What Indiana’s property tax changes will mean for Hoosiers

By GARRETT BERGQUIST
WISH-TV |
wishtv.com

An economist and a local government expert on Tuesday said Hoosiers’ individual situations will determine how much they save under Indiana’s new property tax overhaul.

After months of negotiations, the Indiana Senate voted just early Tuesday, just after midnight, to send the property tax bill approved by the House to Gov. Mike Braun’s desk. Braun signed it into law on Tuesday afternoon.

The bill would let homeowners claim a tax credit of up to 10 percent of their total property tax bill, to a maximum of $300.

Disabled veterans could claim an additional credit of $250 while older Hoosiers on fixed incomes could claim an extra $150.

Paul Helmke, director of the Civic Leaders Center at the IU O’Neill School of Public and Environmental Affairs, told News 8 most homeowners likely will qualify for the full $300 or close to it. He said that amount represents a significant savings.

Ball State University economist professor Michael Hicks isn’t so sure.

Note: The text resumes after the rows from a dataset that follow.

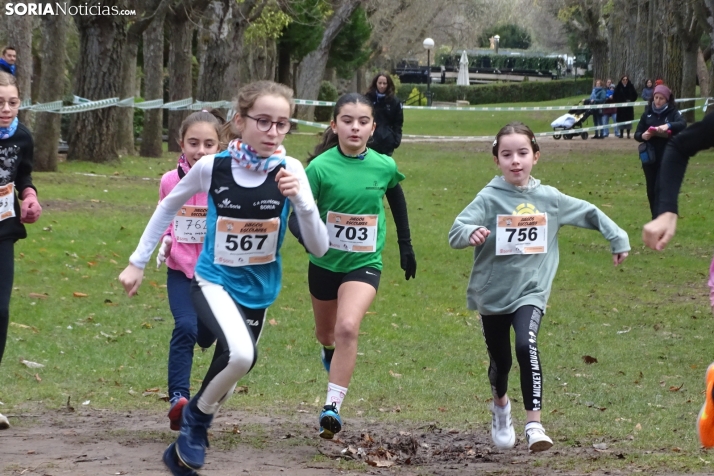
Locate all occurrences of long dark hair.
[491,121,540,157]
[367,72,396,96]
[179,109,227,150]
[307,93,374,164]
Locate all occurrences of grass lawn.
[0,106,714,472]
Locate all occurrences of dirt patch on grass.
[402,134,639,156]
[0,410,708,476]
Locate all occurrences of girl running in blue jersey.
[449,122,630,451]
[0,72,42,430]
[291,93,416,439]
[119,81,328,476]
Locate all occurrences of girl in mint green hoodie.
[449,122,630,451]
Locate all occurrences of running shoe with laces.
[0,413,10,430]
[320,347,335,374]
[526,422,553,453]
[176,404,213,469]
[697,364,714,448]
[491,400,516,450]
[169,397,188,431]
[320,403,342,440]
[163,443,198,476]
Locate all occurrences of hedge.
[397,79,593,104]
[434,53,562,71]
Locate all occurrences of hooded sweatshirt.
[449,176,630,315]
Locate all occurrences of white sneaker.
[491,400,516,450]
[0,413,10,430]
[526,422,553,452]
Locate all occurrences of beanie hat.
[652,84,672,101]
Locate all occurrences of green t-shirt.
[305,147,404,273]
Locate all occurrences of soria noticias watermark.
[5,2,136,16]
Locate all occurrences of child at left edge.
[449,122,630,452]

He said the average homeowner based on average home values could still save between $200 and $300, but the median homeowner – the homeowner whose assessed valuation is exactly in the middle – might end up saving less than $100.

“Savings are going to accrue to higher-income households, and so it’s really not going to be as big a bang for families that own a less-expensive home,” he said. “The things that are really going to matter are going to be the assessed valuation of your home and then what other exemptions you have in your home.”

Local government officials have told News 8 they likely will raise local income tax, or LIT, rates to make up for the lost property tax revenue. The bill caps cumulative LIT rates for each county at 2.9 percent, down from the current 3.75 percent.

According to records from the State Budget Agency, just three counties in Indiana – Cass, Randolph and Wabash – have LIT rates that are at or above the new limit. The other 89 counties have room to raise their rates.

Helmke, who served three terms as mayor of Fort Wayne, said inflation and the need to pay public safety salaries will almost certainly drive local governments to raise LIT rates. Even though schools don’t receive LIT revenue, Helmke said, it’s unlikely homeowners will see a net savings due to LIT rates being raised only to fund city and county services.

“I don’t think that you’re going to see cities and counties holding back. I think they’re going to want to get the full income tax amount that they can, or close to it,” he said. “That’s going to make the schools the loser, and I think for most of us taxpayers, it’s going to be a wash.”

Hicks said the bill’s adjustments to business personal property tax likely will hit homeowners as well. The bill significantly expands two exemptions businesses can claim on capital equipment, such as factory machinery. Hicks said larger cities with more manufacturers will be hit harder by loss of that revenue. As a result, he said those jurisdictions likely will see the highest increases in LIT rates.

The provisions of SB 1 take effect for property taxes paid in 2026.